Saturday, February 09, 2008

blood ties

Illus: Am I Not A Man, And Brother?
1830s Anti-Slavery Banner


I'm just going to spit this out, because it's bugging the hell out of me.

My mother's doing research on our family history and has traced down the fellow who kicked off her father's line in America -- the fellow Goochland, Virginia was named after. And, as you might suppose, having shown up in the 1600s, he became a landowner and a businessman and, goddammit, a slave owner.

GODDAMMIT.

Which completely contradicts my sense of my family history. My story, the story that's close to me, is just three or four generations old: huddled masses arriving in America and working the boardinghouses and box factories and copper mines of the American West. Rancher. Construction foreman. Stagecoach station operator and a saloon owner.

I wasn't counting on this.

My first impulse is to practice cognitive dissonance and discredit my mother's research. After all, her previous claims that we're related to Mark Twain, Robert Frost, Walt Whitman AND John Steinbeck were somewhat dubious. But I know I have to dig into it for myself and get to know this ancestor. Hear this part of the story. And then figure out what to do about it.

Goddammit.


More on American Slavery on detritus »

6 comments:

Unknown said...

Ancestry and history are odd things. One can't pick which side of the line(s) we are really one in our past. The positive thing is knowing where we are now. My grandmother tells me our family has records going back 13 generations and it is time that I get to know the keepers of these chronicles back in Vietnam. It is a little daunting...

mrtn said...

I still hold that you weren't complicit in the crime, you weren't complicit in the crime. That someone who shared part of your genetic structure was a slaveowner only underscores the fact that moral progress is contingent on what society you're in. Things abhorrent to us were perfectly normal back then. It makes you think, it doesn't make you somehow guilty by blood. The only kind of guilt that comes from blood is the kind that comes when you spill it.
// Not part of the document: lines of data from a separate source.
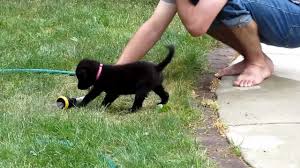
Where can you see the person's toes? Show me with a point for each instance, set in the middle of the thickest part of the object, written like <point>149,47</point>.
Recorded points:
<point>249,83</point>
<point>244,83</point>
<point>237,82</point>
<point>221,73</point>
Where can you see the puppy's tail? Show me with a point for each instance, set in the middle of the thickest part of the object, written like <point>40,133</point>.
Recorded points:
<point>167,60</point>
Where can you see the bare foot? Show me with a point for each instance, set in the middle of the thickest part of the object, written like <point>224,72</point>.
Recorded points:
<point>235,69</point>
<point>254,74</point>
<point>239,67</point>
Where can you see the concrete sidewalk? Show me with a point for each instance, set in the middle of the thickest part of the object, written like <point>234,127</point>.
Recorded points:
<point>264,121</point>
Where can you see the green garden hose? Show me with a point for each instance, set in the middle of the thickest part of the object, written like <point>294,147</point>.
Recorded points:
<point>47,71</point>
<point>59,72</point>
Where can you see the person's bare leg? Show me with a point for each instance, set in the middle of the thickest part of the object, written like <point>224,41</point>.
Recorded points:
<point>256,66</point>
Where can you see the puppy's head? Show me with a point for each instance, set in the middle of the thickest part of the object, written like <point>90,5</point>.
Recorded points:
<point>86,72</point>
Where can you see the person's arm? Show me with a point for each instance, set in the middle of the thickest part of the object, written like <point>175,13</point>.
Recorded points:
<point>197,19</point>
<point>149,33</point>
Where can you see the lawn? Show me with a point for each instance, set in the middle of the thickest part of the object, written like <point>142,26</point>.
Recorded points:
<point>57,34</point>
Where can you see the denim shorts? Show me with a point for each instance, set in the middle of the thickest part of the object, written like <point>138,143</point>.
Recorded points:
<point>278,21</point>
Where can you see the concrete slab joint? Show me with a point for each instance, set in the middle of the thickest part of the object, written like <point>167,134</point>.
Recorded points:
<point>264,121</point>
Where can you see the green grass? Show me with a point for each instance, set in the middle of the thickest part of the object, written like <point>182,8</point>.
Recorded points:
<point>57,34</point>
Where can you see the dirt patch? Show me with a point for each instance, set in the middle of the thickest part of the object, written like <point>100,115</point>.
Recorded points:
<point>211,133</point>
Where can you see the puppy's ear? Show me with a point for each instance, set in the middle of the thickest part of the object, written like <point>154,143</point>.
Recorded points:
<point>82,74</point>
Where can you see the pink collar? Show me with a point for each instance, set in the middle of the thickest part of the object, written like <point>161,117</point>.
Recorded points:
<point>99,71</point>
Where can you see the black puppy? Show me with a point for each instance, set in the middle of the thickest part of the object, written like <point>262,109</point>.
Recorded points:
<point>137,78</point>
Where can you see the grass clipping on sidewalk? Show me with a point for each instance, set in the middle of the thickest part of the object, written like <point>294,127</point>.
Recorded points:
<point>56,35</point>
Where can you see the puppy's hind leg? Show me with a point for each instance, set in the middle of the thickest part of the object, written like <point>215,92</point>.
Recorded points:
<point>90,96</point>
<point>139,99</point>
<point>109,99</point>
<point>160,91</point>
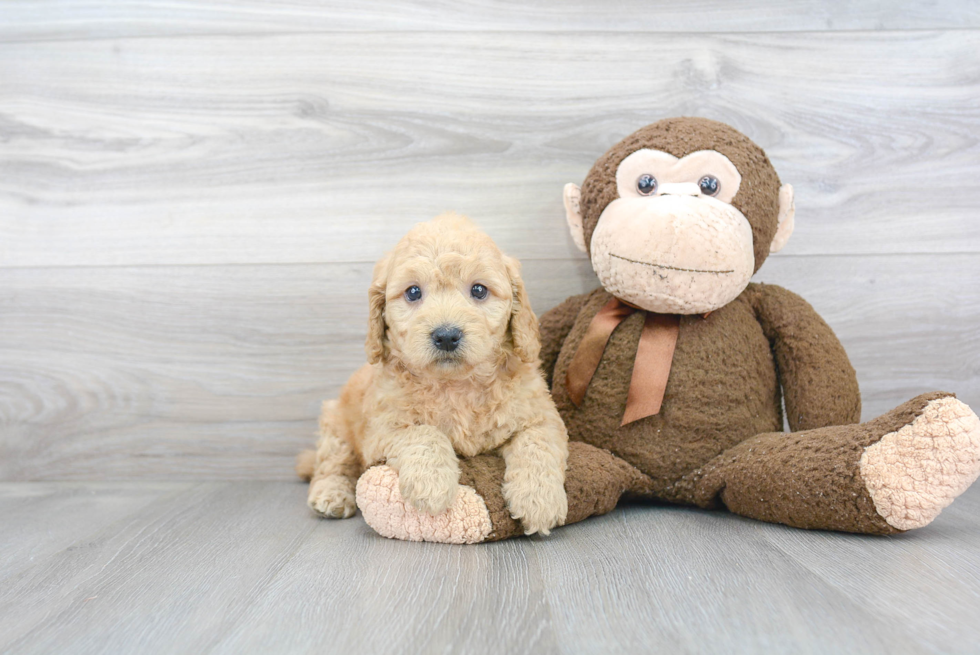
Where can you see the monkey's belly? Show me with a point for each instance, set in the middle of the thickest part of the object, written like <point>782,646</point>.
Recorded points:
<point>722,390</point>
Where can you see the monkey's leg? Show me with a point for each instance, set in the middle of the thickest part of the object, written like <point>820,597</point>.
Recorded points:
<point>594,482</point>
<point>888,475</point>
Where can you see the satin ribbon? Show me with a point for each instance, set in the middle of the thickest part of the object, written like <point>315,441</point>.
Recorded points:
<point>651,366</point>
Any guilt left over from slavery - and there's plenty to go around - is in our cultures. The US ancestors owned slaves in the confederacy, the Danish ancestors owned and traded slaves in the Danish West Indies. I'm sure someone who shared my genetic structure was involved in slave trade on St. Croix or sailed on slave ships to St. Thomas. My culture should feel something about that, and we should use it to understand how easy it is to do wrong, but we shouldn't move the guilt down to the individual level anymore. We weren't complicit. The worst aspects of our societies were. What that means is an obvious source of dispute, and a whole other debate.

suttonhoo said...

Son, I'm really looking forward to seeing what emerges through your art when you do.

Martin: Agreed. But this is disquieting news for a lot of reasons -- one of which is my reverence for ancestry and history and inheritance.
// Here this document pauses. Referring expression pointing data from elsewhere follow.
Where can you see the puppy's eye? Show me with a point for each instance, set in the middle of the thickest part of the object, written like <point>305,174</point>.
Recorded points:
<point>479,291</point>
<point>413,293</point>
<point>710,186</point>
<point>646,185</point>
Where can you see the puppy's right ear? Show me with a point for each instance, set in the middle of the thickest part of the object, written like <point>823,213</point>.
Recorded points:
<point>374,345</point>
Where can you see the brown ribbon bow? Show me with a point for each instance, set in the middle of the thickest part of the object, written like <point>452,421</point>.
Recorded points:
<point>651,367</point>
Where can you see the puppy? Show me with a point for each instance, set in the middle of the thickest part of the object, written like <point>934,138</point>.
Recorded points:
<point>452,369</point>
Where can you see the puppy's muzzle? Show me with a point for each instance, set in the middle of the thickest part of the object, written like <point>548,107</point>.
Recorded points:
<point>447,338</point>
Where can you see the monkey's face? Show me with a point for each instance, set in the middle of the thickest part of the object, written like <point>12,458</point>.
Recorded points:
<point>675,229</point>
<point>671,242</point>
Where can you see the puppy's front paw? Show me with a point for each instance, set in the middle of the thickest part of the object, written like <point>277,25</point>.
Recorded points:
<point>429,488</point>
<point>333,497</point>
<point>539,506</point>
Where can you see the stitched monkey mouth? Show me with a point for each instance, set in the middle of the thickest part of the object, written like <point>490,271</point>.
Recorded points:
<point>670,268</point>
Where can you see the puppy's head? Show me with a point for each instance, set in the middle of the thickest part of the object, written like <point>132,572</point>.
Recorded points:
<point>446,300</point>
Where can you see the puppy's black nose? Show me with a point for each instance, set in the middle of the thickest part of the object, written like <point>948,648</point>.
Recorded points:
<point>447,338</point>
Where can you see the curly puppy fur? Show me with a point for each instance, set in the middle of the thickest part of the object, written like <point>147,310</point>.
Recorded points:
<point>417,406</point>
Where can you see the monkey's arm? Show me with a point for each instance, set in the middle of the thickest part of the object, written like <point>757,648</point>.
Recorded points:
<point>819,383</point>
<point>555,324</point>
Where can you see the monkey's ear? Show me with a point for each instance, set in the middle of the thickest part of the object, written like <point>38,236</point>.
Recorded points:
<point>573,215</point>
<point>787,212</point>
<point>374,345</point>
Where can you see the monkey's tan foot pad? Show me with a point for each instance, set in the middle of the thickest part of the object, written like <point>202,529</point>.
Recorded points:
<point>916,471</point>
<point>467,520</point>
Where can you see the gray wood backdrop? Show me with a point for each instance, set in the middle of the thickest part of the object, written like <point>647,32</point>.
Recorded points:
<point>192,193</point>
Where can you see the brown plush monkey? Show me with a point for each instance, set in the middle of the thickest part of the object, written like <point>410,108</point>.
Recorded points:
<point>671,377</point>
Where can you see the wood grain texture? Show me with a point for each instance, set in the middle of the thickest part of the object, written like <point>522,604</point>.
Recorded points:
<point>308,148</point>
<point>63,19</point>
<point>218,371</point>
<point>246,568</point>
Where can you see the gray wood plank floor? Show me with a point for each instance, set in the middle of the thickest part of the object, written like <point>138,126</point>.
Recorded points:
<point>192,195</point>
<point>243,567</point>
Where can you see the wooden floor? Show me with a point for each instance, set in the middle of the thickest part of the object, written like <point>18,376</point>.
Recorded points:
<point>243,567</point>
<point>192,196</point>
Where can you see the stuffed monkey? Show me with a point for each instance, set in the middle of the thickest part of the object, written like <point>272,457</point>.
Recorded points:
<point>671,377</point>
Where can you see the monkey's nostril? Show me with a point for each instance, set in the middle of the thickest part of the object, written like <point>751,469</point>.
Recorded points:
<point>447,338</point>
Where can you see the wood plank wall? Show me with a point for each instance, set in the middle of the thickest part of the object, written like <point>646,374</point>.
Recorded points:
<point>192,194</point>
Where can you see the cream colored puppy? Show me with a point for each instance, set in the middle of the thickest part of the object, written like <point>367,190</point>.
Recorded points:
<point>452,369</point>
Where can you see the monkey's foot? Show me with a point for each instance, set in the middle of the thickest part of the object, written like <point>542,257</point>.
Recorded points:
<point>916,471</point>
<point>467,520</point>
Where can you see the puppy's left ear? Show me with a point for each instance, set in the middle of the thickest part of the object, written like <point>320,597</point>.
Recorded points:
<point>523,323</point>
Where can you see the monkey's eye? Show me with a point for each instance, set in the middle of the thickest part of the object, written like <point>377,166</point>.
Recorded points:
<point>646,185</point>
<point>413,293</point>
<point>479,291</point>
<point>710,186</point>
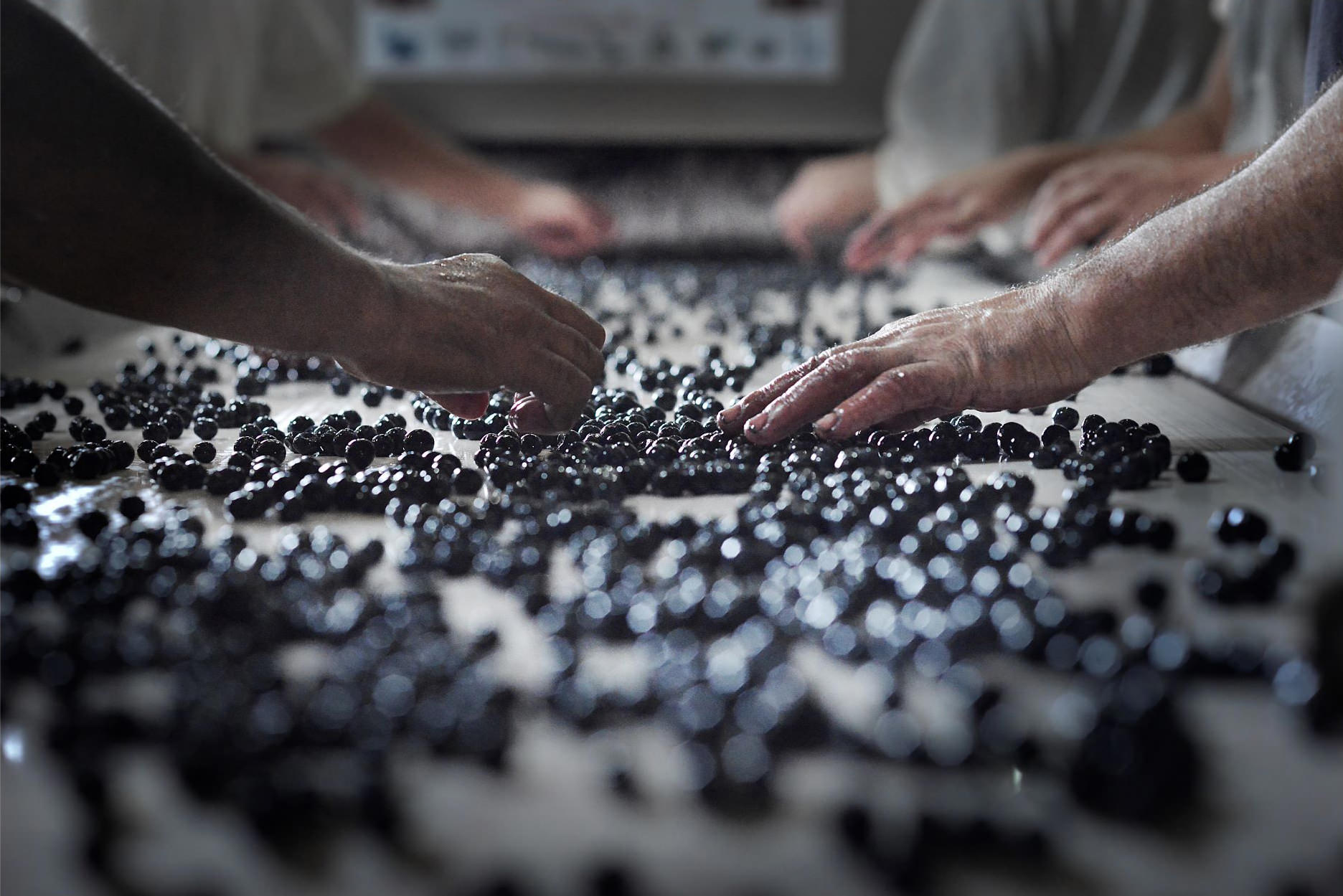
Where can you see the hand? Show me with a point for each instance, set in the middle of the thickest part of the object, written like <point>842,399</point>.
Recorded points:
<point>461,326</point>
<point>557,221</point>
<point>955,207</point>
<point>1010,351</point>
<point>826,195</point>
<point>1099,200</point>
<point>329,203</point>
and yeah: an abhorrence of the will to power being exercised on anyone's head.

much to sort out. I suspect it'll take awhile to get it done. not a bad thing, just unexpected.

thanks for your comment. it was insightful and well-reasoned and kind.

I, Rodius said...

If responsibility were passed through the bloodline, the backs of each new generation would be bent further and further under the burden. That's too many people to be responsible for. I respect inheritance, but for me, it loses focus after a generation or two. I guess that makes me more of a nurture kinda guy than a nature kinda guy.

Lisa Johnson said...

This is a pretty amazing post. It actuall fits in with a post that I'm getting ready to write. I hope you don't mind if I mention it.

suttonhoo said...

thanks, rodius & anali, for your comments.

and anali, yes, of course: looking forward to your post.